Marcus memasuki rumahnya dengan
wajah lelah. Seharian ini ia dipaksa berpikir keras untuk menemukan inovasi
baru bagi perusahaannya. Marcus yang belum lama menggantikan posisi ayahnya di
perusahaan sebagai Presiden Direktur, baru menyadari bahwa ternyata tanggung
jawab yang ia pegang benar-benar besar. Sedikit saja bawahannya melakukan
kesalahan, Marcus adalah orang pertama yang harus bertanggung jawab.
Marcus
menyusuri rumahnya untuk mencari Samantha, istrinya. Dan ia menemukan istrinya
tersebut didapur, sedang berkutat dengan masakannya.
“Sammy. . .” sapa
Marcus kepada istrinya.
“Eo !!” Samantha kaget dan langsung berbalik, ia menemukan
Marcus dengan pakaian kerjanya.
“Hei, kau sudah pulang, kenapa belum mandi dan mengganti
pakaianmu? Makan malamnya sudah siap,” lanjut Samantha mendekati prianya sambil
tersenyum.
“Sam, aku lelah
sekali, ternyata menjadi seorang PresDir tidak semudah yang aku bayangkan,”
rengek Marcus manja kepda istrinya.
“Sejak kapan suamiku menjadi orang yang mudah mengeluh seperti
ini eo?” tanya Samantha sambil melepas dasi Marcus.
“Tapi ini benar-benar melelahkan jika kau tahu,” lanjut Marcus
lalu merengkuh pinggang Samantha dan memeluknya, menghirup feromon yang menguar
dari tubuh istrinya, Samantha diam saja, membiarkan suaminya melepaskan sedikit
beban pekerjaan yang menjadi tanggung jawabnya.
“Sudah, lebih baik kau mandi dulu ya?

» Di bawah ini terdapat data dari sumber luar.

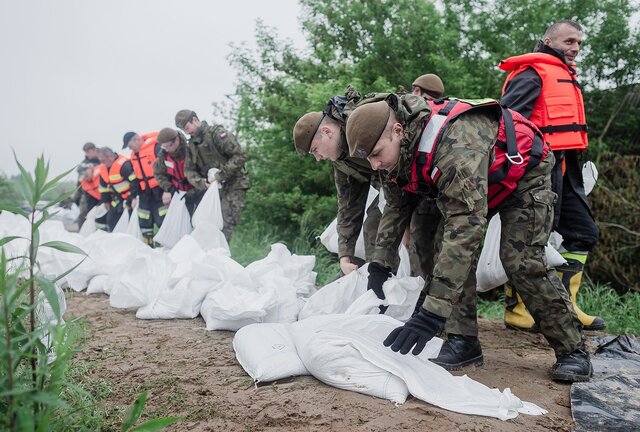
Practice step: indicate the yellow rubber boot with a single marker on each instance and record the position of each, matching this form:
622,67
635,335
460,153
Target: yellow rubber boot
516,315
571,275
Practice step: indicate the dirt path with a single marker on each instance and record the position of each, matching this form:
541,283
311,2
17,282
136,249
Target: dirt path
193,373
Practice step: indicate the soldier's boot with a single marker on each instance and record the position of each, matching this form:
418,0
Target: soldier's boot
516,315
574,367
571,275
460,351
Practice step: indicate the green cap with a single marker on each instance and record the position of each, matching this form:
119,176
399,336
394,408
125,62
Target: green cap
304,131
365,126
183,117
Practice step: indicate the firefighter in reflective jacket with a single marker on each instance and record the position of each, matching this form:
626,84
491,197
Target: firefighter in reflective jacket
542,86
169,168
151,210
447,149
116,179
90,185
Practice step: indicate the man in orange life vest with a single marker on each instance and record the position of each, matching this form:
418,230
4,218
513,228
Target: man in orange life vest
116,178
476,159
542,87
169,168
90,187
151,210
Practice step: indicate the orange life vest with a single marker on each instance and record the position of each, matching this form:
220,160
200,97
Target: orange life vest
92,185
113,177
559,110
518,149
144,159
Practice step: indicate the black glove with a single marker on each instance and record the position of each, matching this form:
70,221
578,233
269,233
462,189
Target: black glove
378,275
419,330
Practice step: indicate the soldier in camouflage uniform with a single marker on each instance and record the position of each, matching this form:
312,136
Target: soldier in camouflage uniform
322,134
388,133
214,147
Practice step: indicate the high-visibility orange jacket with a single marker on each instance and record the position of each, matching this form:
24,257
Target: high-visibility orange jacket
559,110
143,160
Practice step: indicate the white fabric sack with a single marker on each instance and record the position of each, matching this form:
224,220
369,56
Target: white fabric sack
229,307
176,223
97,284
590,176
89,224
209,209
490,272
133,229
337,363
123,223
181,301
329,237
267,352
141,279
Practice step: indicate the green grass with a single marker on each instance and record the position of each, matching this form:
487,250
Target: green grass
621,313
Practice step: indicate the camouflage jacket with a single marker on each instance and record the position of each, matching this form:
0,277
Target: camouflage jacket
214,147
464,148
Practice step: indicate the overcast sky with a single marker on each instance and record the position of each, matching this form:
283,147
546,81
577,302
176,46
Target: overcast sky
74,71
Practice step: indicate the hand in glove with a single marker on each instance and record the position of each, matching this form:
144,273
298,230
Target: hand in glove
419,330
378,275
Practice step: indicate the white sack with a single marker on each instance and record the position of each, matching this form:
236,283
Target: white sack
123,223
267,352
209,209
176,223
89,224
133,229
181,301
490,272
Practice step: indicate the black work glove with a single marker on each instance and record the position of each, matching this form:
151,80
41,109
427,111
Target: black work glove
419,330
378,275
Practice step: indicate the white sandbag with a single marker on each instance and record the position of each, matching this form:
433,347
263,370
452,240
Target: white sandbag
329,237
141,279
133,229
209,209
590,176
490,272
180,301
123,223
228,307
267,352
337,363
89,224
97,284
337,296
176,223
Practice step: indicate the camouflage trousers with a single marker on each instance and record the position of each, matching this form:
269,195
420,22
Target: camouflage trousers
526,218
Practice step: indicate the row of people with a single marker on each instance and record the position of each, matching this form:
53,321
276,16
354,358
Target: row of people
446,166
160,164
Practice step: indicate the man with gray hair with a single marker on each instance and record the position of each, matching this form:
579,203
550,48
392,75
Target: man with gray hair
542,86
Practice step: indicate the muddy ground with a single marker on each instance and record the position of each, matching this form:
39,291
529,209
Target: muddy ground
193,373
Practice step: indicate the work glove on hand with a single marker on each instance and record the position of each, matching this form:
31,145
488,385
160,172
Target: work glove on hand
419,330
378,275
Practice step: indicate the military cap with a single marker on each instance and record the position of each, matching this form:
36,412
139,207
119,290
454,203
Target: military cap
365,126
126,138
305,129
431,84
167,135
183,117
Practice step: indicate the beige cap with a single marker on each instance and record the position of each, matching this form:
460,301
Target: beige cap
365,126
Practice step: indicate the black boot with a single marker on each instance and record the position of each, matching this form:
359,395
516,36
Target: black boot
460,351
574,367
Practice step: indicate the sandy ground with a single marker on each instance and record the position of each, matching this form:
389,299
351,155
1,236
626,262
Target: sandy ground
193,373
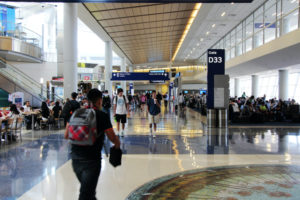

Setelah itu kembali
kesini dan kita akan makan malam bersama,” putus Samantha yang membuat Marcus
mengerucutkan bibirnya.
“aku masih ingin memelukmu, Sam. . ” rengek Marcus manja.
“kau sudah 25 tahun, Marcus, jangan kekanakan seperti ini,
cepat mandi sana !!” Samantha membalikkan tubuh suaminya dan mendorongnya
menuju kamar, menyuruh suaminya yang manja itu untuk segera membersihkan
dirinya.
“Mandikan aku,” ucap Marcus dengan wajah tak berdosanya.
“Kau ingin sendok ini melayang bebas menuju kepalamu, hah?!”
jawab Samantha galak sambil mengacungkan sebuah sendok.
“Aish. . . Kau lebih seperti monster daripada istriku, Sam,” ujar Marcus santai sambil berjalan
menuju kamar.
“Aww!! Yak!!” tiba-tiba Marcus berteriak, semua masalah
bersumber pada Samantha yang kini memasang wajah polosnya, ia baru saja
melemparkan sendok stanless steel ke
kepala Marcus.
****
Setengah jam
berlalu dan Marcus telah selesai bertegur sapa
dengan alat-alat mandinya, ia keluar dari kamar dengan menggunakan
celana training panjang dan kaos
putih polos yang membuatnya terlihat lebih santai.
“Sam, aku sudah
selesai, ayo kita makan” ajak Marcus kepada istrinya yang sedang membuatkan teh
hangat untuknya.
“Oh, baiklah tehnya juga sudah jadi, ini minum dulu agar
badanmu hangat,” balas Samantha sambil menyodorkan secangkir teh kepada Marcus
yang duduk dihadapannya, Marcus menerimanya dengan senyum seperti bocah berumur
lima tahun. Mereka berdua makan dalam diam, hanya ada suara dentingan antara
sendok dengan piringnya.
“Sam, bagaimana
kuliahmu hari ini?” tanya Marcus yang mulai penasaran dengan perjalanan
pendidikan istrinya hari ini.
“Biasa saja” jawab Samantha singkat, “tidak ada hal yang
benar-benar menarik perhatianku hari ini, sampai aku berharap waktu akan
berjalan dengan cepat dan malam akan segera datang” lanjut Samantha.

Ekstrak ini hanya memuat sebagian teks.